Re: [External Sender] Re: [Question] Error handling for IO Write Functions

2023-11-09 Thread Robert Bradshaw via dev
+1

Specifically, p.run().waitUntilFinish() would throw an exception if there
were errors during pipeline execution.

On Wed, Nov 8, 2023 at 8:05 AM John Casey via dev 
wrote:

> Yep, thats a common misunderstanding with beam.
>
> The code that is actually executed in the try block is just for pipeline
> construction, and no data is processed at this point in time.
>
> Once the pipeline is constructed, the various pardos are serialized, and
> sent to the runners, where they are actually executed.
>
> In this case, if there was an exception in the pardo that converts rows to
> avro, you would see the "Exception when converting Beam Row to Avro Record"
> log in whatever logs your runner provides you, and the exception would
> propagate up to your runner.
>
> In this case, your log log.info("Finished writing Parquet file to path
> {}", writePath); is inaccurate, it will log when the pipeline is
> constructed, not when the parquet write completes
>
> On Wed, Nov 8, 2023 at 10:51 AM Ramya Prasad via dev 
> wrote:
>
>> Hey John,
>>
>> Yes that's how my code is set up, I have the FileIO.write() in its own
>> try-catch block. I took a second look at where exactly the code is failing,
>> and it's actually in a ParDo function which is happening before I call
>> FileIO.write(). But even within that, I've tried adding a try-catch but the
>> error isn't stopping the actual application run in a Spark cluster. In the
>> cluster, I see that the exception is being thrown from my ParDo, but then
>> immediately after that, I see the line* INFO ApplicationMaster: Final
>> app status: SUCCEEDED, exitCode: 0. *This is roughly what my code setup
>> looks like:
>>
>> @Slf4j
>> public class ParquetWriteActionStrategy {
>>
>> public void executeWriteAction(Pipeline p) throws Exception {
>>
>> try {
>>
>> // transform PCollection from type Row to GenericRecords
>> PCollection records = p.apply("transform 
>> PCollection from type Row to GenericRecords",
>> ParDo.of(new DoFn() {
>> @ProcessElement
>> public void processElement(@Element Row row, 
>> OutputReceiver out) {
>> try {
>> 
>> } catch (Exception e) {
>> log.error("Exception when converting Beam 
>> Row to Avro Record: {}", e.getMessage());
>> throw e;
>> }
>>
>> }
>> })).setCoder(AvroCoder.of(avroSchema));
>> records.apply("Writing Parquet Output File", 
>> FileIO.
>> write()
>> .via()
>> .to(writePath)
>> .withSuffix(".parquet"));
>>
>> log.info("Finished writing Parquet file to path {}", writePath);
>> } catch (Exception e) {
>> log.error("Error in Parquet Write Action. {}", e.getMessage());
>> throw e;
>> }
>>
>> }
>>
>>
>> On Wed, Nov 8, 2023 at 9:16 AM John Casey via dev 
>> wrote:
>>
>>> There are 2 execution times when using Beam. The first execution is
>>> local, when a pipeline is constructed, and the second is remote on the
>>> runner, processing data.
>>>
>>> Based on what you said, it sounds like you are wrapping pipeline
>>> construction in a try-catch, and constructing FileIO isn't failing.
>>>
>>> e.g.
>>>
>>> try {
>>>
>>> FileIO.write().someOtherconfigs()
>>>
>>> } catch ...
>>>
>>> this will catch any exceptions in constructing fileio, but the running
>>> pipeline won't propagate exceptions through this exception block.
>>>
>>> On Tue, Nov 7, 2023 at 5:21 PM Robert Bradshaw via dev <
>>> dev@beam.apache.org> wrote:
>>>
 File write failures should be throwing exceptions that will
 terminate the pipeline on failure. (Generally a distributed runner will
 make multiple attempts before abandoning the entire pipeline of course.)

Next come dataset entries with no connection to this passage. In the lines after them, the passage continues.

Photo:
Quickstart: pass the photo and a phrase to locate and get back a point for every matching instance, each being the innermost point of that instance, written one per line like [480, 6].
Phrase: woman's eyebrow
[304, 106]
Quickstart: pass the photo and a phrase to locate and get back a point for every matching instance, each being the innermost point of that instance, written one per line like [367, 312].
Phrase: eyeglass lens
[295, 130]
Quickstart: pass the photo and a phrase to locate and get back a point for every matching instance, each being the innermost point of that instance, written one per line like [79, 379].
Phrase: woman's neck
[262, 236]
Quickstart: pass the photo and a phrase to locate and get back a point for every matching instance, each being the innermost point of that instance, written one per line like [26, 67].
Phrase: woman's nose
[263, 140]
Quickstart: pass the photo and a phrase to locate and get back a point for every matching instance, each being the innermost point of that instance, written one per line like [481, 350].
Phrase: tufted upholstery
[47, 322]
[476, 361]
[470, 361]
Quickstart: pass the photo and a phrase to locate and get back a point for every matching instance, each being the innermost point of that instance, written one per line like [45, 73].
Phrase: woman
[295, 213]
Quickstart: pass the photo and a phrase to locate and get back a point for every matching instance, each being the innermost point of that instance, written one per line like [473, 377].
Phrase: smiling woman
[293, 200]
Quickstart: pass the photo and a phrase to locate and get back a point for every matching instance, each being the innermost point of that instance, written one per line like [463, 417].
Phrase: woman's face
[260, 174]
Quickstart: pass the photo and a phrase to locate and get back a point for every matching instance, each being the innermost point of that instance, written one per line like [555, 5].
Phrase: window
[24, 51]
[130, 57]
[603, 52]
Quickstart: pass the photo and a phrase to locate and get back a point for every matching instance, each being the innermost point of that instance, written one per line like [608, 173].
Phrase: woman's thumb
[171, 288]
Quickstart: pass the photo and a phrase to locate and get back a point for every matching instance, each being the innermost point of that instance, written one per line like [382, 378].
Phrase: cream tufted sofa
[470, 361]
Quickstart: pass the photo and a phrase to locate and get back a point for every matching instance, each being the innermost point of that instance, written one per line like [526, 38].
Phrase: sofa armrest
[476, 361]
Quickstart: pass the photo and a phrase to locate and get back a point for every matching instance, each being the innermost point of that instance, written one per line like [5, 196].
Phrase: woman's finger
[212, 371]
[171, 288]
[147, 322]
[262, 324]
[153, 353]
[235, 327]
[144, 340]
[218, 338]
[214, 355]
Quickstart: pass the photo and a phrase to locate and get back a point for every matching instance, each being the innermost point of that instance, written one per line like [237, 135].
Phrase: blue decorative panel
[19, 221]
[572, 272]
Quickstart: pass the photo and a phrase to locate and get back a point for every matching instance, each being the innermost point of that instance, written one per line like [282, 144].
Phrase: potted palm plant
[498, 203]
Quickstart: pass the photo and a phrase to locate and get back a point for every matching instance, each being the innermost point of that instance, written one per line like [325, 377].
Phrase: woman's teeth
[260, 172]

 Are you seeing files failing to be written but no exceptions being
 thrown? If so, this is definitely a bug that we want to resolve.


 On Tue, Nov 7, 2023 at 11:17 AM Ramya Prasad via dev <
 dev@beam.apache.org> wrote:

> Hello,
>
> I am a developer using Apache Beam in my Java application, and I need
> some help on how to handle exceptions when writing a file to S3. I have
> tried wrapping my code within a try-catch block, but no exception is being
> thrown within the try block. I'm assuming that FileIO doesn't throw any
> exceptions upon failure. Is there a way in which I can either terminate 
> the
> program on failure or at least be made aware of if any of my write
> operations fail?
>
> Thanks and sincerely,
> Ramya
> --
>
> The information contained in this e-mail may be confidential and/or
> proprietary to Capital 

Re: [External Sender] Re: [Question] Error handling for IO Write Functions

2023-11-08 Thread John Casey via dev
Yep, thats a common misunderstanding with beam.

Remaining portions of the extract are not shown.